Warranty & Indemnity (W&I) insurance is a policy taken out (typically by the buyer) that insures against losses arising from a breach of warranty given by the seller in the sale agreement. It is now standard on most mid-market and larger deals because it allows: (a) the buyer to recover from a creditworthy insurer rather than chasing the seller; (b) the seller to make a cleaner exit with limited residual exposure; (c) earn-out and management-rollover structures to work without warranty overhang. Premiums typically run 0.8%–1.5% of the policy limit. We coordinate W&I placement with major brokers (Marsh, Aon, Howden, Lockton) on most material UAE and cross-border deals.
What is a locked-box vs completion-accounts pricing mechanism?
These are the two primary methods for handling the purchase price between signing and completion. Locked-box: the price is fixed at a historical balance sheet date (the 'locked-box date'), and the seller gives a warranty that no value has been extracted since that date. The buyer effectively gets the economic benefit of the business from the locked-box date. Completion-accounts: the price is adjusted at completion based on actual cash, debt, working capital and any agreed completion-accounts metrics — bringing a true-up post-completion. Locked-box is faster and more certain; completion-accounts is more accurate but slower and more dispute-prone. The right choice depends on the target, the timeline and the negotiating dynamic. We advise on this at term-sheet stage.
How does UAE Corporate Tax affect M&A structuring?
UAE Corporate Tax (effective from 1 June 2023) materially affects M&A structuring. Asset sales versus share sales now produce different Corporate Tax outcomes for the seller; intra-group restructures pre-sale can qualify for relief if structured properly; UAE-side capital gains on share sales by individuals remain outside Corporate Tax, but corporate sellers must consider the participation exemption (subject to qualifying-shareholding tests); and post-completion tax grouping decisions affect the buyer's ongoing position. We integrate Corporate Tax planning into transaction structuring from the term-sheet stage — failing to do so can cost meaningfully more than the cost of the structuring advice itself.
Can capital raisings settle in cryptocurrency in the UAE?

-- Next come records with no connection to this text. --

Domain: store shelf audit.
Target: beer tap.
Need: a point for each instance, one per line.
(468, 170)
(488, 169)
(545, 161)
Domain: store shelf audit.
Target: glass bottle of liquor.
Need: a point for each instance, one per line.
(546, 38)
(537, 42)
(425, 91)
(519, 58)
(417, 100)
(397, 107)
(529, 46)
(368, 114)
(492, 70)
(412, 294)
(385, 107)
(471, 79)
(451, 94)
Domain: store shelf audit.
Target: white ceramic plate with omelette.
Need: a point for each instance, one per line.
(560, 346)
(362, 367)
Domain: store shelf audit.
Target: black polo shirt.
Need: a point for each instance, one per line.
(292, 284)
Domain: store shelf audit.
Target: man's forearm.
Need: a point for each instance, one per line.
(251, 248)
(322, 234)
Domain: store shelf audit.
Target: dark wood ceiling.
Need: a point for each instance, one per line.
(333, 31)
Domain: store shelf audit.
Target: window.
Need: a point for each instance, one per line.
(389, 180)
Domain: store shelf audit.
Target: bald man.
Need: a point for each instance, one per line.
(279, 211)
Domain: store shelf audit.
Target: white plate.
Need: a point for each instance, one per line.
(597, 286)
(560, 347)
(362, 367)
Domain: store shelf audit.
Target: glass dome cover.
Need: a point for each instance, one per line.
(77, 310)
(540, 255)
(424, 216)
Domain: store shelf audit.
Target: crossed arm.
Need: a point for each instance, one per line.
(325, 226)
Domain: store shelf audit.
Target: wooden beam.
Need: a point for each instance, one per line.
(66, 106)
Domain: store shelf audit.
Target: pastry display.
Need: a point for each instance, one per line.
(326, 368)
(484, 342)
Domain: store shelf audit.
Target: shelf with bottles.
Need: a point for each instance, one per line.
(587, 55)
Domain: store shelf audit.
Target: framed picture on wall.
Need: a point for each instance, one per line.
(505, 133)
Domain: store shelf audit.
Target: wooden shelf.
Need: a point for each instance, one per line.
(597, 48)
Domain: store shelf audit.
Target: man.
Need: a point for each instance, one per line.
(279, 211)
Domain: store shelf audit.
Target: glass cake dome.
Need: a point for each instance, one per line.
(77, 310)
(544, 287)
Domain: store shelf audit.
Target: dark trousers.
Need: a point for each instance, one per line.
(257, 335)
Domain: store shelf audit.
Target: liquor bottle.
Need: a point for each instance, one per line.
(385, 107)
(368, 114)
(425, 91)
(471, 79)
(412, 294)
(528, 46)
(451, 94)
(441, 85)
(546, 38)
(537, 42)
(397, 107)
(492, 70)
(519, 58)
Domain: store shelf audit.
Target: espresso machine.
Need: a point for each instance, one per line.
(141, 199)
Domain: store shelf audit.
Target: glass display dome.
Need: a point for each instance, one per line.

Yes — and Harly Zappino led the world's first cryptocurrency IPO (West Coast Aquaculture, approximately 89% of the AUD 5M raise settled in USDT) before moving the firm's centre of gravity to the UAE. In the UAE today, cryptocurrency-denominated capital raisings are structured around VARA, FSRA and DFSA frameworks depending on the issuer, the token, the offering format and the investor base. We have led tokenisation structures, hybrid fiat-crypto raises, and pure crypto-settled capital events. The technical and regulatory architecture is meaningfully more complex than a standard equity raise, but the executive playbook is well developed in the firm.
What is an earn-out and what should I watch out for?
An earn-out is a portion of the purchase price that is deferred and paid only if specified post-completion targets are met — typically EBITDA, revenue, customer-retention or product-launch milestones over 1–3 years. Earn-outs can bridge valuation gaps and align seller incentives post-completion, but they are also the most-litigated provision in M&A. The pitfalls: ambiguous metric definitions; buyer-side control over the operational decisions that affect the metric; accounting-policy changes between signing and earn-out measurement; insufficient seller protections around the post-completion operating environment. We draft earn-outs with the same intensity as the SPA itself because they are where the most value is gained or lost.